Development costs will be covered by CHSPL’s cash reserves.
Construction costs will be funded through a combination of equity and debt finance.
How is it different from other solar parks?
It is about five times bigger than anything else currently built or planned in the UK.
It is also of a very different design to other solar developments – rather than south-facing panels, they will face east and west, meaning they can be installed much closer together.
Who owns the land?
The majority is owned by the Goodman family.
CHSPL has been in talks with the family, their agents and lawyers for more than three years,
A deal was struck in 2016 securing the land rights needed for the majority of the project site.

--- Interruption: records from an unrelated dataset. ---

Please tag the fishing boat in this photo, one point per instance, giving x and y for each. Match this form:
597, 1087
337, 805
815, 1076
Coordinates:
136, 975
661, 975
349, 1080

Negotiations are also ongoing and deals have been struck with other landowners for parts of the site. Where voluntary deals cannot be secured, CHSPL hopes to use compulsory purchase powers.
Is the land protected?
It is surrounded by habitats designated for their wildlife value at a national and international level ‘The Swale’ has three levels of designation: Site of Special Scientific Interest, a national designation; Special Protection Area, a European designation; and Ramsar, a wetland of international importance designated under the Ramsar Convention.
What animals can be found on the site?
Surveys recorded dozens of bird breeding species in and around the development site and surrounding habitats, including marsh harrier, lapwing, bearded tit, skylark, dunnock, house sparrow, barn owl, yellow wagtail, meadow pipit, linnet and reed bunting. A pair of peregrines were also seen frequently.
Other animals identified include great crested newts, bats, water voles and other reptiles.
Who decides if the solar park can be built?
The energy secretary, Greg Clark, will make the final decision based on a recommendation from the Planning Inspectorate, a government body which will carry out an enquiry after examining the application and any evidence presented.
Why is he deciding this application and not Swale Borough Council?
Because the solar park, given that its capacity exceeds 50MW, constitutes what is called a Nationally Significant Infrastructure Project (NSIP).
CHSPL has made an application for a Development Consent Order, which must be submitted to and accepted by the Planning Inspectorate.
DCO applications cannot be determined by the local authority, although councils such as Swale Borough are involved throughout the planning process.
Has the public been consulted?
Public exhibitions were held in December 2017 and June 2018.
The Planning Inspectorate invited people to make representations before a deadline in January.
In all, 867 were received – just 15 supported the project.
When will construction work start and how long will it take?
Following the enquiry, which has to be completed within six months, the Planning Inspectorate has three months to make its recommendation to the energy secretary, who in turn has three months to make his decision.
CHSPL hopes to start construction in the spring of 2021, with the development taking place over two phases.
The first would take 18 months to complete and includes the solar park and a habitat management area.
Phase two would see the construction of the energy storage facility. It would take six months to build, but work could start before the end of phase one.
When will construction work take place?
Core working hours are proposed to be between 7am and 7pm, Monday to Friday, and 7am to 1pm on a Saturday.
Will there be much activity on site when the park is operational?
It would be restricted to vegetation and livestock management, plus any maintenance work.
Vegetation on the site will be grazed by sheep.
Security will be monitored off-site.
What’s the lifespan of the park?
CHSPL says a minimum of 40 years, while opponents claim this is vastly overstated and fear technology advances will shorten it further.
Decommissioning the park is expected to take between six and 12 months.